Gostei tanto desta crónica publicada no Último Segundo que partilho aqui na íntegra:

NOVA YORK- Em meio à pirotecnia nuclear e verbal da Coreia do Norte, existem poucas luzes explicativas sobre os motivos e intenções do regime de Kim Jong-il. Há a versão de que o tirano precisa endurecer ainda mais (jamais com ternura) para assegurar a passagem do poder para o seu filho caçula. Neste caso, considerações domésticas falariam mais alto do que a típica chantagem de botar fogo para achacar mais do seguro internacional (concessões em negociações nucleares multilaterais e mais assistência para o país miserável).

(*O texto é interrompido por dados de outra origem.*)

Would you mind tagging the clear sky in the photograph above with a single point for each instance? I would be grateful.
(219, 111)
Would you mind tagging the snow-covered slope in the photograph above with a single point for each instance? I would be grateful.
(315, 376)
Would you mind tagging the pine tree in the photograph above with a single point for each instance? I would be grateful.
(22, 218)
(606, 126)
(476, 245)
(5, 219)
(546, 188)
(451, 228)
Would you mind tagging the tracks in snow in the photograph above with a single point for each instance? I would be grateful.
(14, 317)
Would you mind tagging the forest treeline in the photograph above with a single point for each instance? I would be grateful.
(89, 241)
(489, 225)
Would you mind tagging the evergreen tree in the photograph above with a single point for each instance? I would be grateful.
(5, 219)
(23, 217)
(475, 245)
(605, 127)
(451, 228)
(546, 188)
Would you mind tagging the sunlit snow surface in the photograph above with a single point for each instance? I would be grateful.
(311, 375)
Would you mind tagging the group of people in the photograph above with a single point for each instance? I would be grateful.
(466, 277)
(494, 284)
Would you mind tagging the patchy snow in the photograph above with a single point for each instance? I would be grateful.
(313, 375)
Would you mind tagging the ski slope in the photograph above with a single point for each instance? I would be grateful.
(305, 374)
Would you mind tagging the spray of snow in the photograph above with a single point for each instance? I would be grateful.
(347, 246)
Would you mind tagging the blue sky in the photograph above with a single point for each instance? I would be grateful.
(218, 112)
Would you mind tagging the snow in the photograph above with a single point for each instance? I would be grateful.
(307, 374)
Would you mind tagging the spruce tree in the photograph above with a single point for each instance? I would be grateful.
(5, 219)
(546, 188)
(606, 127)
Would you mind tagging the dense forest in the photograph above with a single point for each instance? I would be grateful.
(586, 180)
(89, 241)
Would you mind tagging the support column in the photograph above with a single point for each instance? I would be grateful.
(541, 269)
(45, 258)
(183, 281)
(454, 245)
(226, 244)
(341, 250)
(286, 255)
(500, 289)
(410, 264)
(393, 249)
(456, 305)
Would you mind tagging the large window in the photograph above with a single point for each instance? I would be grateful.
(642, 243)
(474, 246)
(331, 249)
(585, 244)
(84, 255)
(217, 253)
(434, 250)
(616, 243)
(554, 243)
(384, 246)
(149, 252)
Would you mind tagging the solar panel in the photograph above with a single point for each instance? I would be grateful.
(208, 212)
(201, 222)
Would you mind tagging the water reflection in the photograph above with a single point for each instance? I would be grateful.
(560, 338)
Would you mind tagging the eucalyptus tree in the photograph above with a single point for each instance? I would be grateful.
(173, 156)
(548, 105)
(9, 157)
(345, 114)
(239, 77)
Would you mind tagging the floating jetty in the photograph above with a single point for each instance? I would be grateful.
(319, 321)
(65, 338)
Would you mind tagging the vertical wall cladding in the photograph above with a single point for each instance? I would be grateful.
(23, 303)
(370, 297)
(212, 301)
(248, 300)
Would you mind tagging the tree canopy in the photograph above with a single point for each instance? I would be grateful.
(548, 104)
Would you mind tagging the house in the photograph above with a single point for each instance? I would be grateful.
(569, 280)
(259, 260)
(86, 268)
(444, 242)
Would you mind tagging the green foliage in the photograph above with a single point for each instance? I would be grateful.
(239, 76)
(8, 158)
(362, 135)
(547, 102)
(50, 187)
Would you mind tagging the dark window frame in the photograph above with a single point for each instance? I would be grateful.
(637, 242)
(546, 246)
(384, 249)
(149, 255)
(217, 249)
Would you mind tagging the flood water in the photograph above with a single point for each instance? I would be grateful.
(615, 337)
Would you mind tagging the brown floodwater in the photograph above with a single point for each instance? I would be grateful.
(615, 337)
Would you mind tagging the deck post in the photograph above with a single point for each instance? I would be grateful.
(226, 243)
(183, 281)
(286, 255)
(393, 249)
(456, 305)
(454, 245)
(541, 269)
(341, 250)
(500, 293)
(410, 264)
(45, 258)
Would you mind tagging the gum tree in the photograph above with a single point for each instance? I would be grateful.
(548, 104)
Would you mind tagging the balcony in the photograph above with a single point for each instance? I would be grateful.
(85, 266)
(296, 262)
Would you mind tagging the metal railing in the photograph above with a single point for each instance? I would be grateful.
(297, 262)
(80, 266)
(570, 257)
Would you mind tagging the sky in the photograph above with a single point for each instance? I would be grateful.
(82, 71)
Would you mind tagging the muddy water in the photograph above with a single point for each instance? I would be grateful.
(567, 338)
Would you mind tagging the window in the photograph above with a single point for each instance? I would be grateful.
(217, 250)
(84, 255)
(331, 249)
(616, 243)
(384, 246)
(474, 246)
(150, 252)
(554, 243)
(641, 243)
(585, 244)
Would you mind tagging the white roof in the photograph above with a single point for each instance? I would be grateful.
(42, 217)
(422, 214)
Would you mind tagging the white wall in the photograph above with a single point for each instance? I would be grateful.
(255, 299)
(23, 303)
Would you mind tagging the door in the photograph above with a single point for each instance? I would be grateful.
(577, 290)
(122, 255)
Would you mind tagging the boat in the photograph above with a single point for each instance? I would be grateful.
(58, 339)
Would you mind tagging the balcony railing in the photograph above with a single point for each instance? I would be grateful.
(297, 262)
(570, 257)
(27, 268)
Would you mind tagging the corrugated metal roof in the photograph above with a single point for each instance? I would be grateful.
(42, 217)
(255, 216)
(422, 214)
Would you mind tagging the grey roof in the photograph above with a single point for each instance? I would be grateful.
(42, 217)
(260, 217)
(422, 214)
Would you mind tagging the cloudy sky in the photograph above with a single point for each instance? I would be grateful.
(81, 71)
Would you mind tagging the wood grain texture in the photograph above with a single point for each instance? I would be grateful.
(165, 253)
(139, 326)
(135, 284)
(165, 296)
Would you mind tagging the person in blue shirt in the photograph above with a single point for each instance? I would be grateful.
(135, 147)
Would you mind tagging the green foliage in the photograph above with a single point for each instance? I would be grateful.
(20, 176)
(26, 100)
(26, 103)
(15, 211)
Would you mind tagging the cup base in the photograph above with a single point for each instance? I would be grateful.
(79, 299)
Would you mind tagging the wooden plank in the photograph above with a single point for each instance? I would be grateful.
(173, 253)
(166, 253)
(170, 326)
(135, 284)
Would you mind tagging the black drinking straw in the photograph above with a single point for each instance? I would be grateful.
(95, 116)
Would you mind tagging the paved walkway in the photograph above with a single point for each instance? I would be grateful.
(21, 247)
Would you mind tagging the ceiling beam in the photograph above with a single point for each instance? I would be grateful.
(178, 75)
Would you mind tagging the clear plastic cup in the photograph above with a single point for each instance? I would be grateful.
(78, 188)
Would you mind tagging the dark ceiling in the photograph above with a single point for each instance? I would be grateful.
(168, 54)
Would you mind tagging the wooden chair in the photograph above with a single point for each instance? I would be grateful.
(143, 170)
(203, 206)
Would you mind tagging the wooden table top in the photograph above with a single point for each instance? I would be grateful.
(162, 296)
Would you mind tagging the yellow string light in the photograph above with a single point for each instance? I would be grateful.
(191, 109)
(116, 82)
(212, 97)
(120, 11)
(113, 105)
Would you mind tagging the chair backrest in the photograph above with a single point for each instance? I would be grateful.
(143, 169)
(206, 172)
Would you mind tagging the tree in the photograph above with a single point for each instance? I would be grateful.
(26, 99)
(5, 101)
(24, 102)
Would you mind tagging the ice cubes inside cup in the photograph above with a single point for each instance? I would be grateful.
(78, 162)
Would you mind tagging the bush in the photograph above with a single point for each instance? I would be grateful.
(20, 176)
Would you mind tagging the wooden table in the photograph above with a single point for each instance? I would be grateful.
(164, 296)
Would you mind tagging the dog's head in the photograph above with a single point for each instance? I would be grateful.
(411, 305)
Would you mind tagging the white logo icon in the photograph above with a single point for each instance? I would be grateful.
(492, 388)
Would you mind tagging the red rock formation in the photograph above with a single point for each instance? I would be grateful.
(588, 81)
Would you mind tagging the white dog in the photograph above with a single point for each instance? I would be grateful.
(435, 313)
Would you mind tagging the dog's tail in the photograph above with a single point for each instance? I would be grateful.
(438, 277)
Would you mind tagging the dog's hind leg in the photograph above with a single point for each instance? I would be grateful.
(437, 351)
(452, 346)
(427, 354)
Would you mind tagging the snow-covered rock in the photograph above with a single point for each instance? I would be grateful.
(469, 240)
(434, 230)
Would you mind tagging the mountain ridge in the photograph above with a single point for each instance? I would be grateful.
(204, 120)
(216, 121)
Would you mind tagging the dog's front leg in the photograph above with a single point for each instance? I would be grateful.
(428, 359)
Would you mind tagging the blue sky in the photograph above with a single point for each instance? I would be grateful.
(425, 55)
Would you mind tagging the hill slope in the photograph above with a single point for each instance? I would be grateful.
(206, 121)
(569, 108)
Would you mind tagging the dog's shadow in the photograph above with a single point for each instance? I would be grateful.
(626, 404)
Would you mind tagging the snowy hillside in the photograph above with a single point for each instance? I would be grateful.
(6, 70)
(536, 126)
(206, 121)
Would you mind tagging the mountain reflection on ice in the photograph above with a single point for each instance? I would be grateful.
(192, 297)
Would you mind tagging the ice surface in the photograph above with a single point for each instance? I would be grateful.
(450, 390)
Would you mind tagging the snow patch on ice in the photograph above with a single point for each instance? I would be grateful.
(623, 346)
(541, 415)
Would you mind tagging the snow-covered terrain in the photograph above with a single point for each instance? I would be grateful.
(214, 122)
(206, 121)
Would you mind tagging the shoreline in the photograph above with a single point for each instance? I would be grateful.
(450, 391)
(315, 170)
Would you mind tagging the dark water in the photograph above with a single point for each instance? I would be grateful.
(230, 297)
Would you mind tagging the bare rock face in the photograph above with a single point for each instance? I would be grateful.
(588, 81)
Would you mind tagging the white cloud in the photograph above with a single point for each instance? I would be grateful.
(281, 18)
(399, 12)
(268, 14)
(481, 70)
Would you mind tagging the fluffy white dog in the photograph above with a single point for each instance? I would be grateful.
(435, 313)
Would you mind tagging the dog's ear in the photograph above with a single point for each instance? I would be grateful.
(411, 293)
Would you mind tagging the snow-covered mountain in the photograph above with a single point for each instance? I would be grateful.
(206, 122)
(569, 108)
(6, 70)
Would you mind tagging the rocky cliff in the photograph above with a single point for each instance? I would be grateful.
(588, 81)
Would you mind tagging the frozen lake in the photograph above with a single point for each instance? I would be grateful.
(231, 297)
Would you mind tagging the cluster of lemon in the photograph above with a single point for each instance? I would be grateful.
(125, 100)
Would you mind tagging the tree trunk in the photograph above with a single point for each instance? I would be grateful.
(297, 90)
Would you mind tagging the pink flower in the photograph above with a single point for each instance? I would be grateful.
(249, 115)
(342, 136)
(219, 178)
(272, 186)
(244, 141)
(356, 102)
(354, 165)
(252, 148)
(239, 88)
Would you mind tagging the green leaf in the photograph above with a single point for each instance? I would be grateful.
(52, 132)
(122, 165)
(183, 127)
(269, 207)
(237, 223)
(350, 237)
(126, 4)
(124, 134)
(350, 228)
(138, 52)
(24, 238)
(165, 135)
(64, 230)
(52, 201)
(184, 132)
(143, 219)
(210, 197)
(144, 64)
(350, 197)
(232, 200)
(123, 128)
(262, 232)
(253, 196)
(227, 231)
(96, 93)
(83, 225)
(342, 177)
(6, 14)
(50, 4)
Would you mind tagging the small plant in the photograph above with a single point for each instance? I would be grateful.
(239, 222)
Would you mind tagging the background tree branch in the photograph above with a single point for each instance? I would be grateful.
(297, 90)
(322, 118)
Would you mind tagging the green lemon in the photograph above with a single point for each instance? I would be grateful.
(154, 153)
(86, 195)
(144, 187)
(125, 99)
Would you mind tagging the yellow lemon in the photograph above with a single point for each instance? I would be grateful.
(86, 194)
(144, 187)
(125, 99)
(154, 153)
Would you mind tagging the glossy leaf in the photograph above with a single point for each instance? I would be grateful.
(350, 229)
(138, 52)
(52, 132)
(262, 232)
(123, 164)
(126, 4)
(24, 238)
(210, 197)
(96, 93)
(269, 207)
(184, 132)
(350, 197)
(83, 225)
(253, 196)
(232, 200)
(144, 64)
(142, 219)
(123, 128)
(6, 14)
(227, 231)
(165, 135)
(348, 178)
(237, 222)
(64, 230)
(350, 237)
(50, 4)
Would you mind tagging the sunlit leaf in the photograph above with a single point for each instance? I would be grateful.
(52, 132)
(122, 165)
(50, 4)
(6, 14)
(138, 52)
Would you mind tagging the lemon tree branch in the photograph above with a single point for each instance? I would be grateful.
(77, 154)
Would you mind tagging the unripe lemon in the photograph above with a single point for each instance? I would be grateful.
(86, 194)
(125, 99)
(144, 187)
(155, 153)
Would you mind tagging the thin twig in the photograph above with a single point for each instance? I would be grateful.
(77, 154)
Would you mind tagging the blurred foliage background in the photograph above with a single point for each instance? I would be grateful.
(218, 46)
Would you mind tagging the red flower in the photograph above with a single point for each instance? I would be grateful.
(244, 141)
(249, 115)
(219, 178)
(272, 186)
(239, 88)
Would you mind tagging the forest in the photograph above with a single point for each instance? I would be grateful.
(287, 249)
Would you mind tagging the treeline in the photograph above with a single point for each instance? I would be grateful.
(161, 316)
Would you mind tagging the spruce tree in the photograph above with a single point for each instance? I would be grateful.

Vamos ser sinceros e admitir que sabemos pouco sobre o que acontece nos porões da ditadura comunista norte-coreana de Kim Jong-il. Os “kimólogos” têm uma tarefa mais ingrata do que a os antigos “kremlinólogos” e “sinólogos” que tentavam decifrar o que se passava dentro do poder soviético ou da China dos delírios maoístas. Sabemos algo com boa margem de acerto: sem ajuda do vizinho chinês, o regime norte-coreano não sobrevive. Os chineses dão comida, alguma cobertura diplomática para um país tão marginalizado e impedem um êxodo em massa de refugiados.

Em espetáculos pirotécnicos passados encenados pelos tigrinhos norte-coreanos, os líderes chineses se recusaram a adotar dura pressão econômica. Não querem justamente desestabilizar o país vizinho. Ademais a sobrevida do regime comunista sempre teve alguma utilidade estratégica para Pequim. Mantém os norte-americanos ocupados com uma crise de proporções imprevisíveis e adia o cenário de reunificação da península coreana, o que significaria um mais poderoso aliado dos EUA na porta de casa.

A China, porém, não torce por um efetivo arsenal nuclear norte-coreano. Como a União Soviética nos tempos da Guerra Fria, não deseja que poderes subordinados tenham perigosas ferramentas militares independentes e teme que este status nuclear deflagre uma corrida armamentista regional. Um Japão militarmente nuclear seria uma ameaça a longo prazo para a China.
Fala-se muito que o ditador Kim Jong-il é um louco calculista, mas loucuras podem resultar em erros de cálculo. A China está cada vez mais irritada com as encrencas e provocações tramadas em Pyongyang. O regime de Pyongyang foi uma espécie de “inocente útil” para os interesses de Pequim. Hoje tem menos utiliidade e um potencial para causar muito estrago na ordem mundial.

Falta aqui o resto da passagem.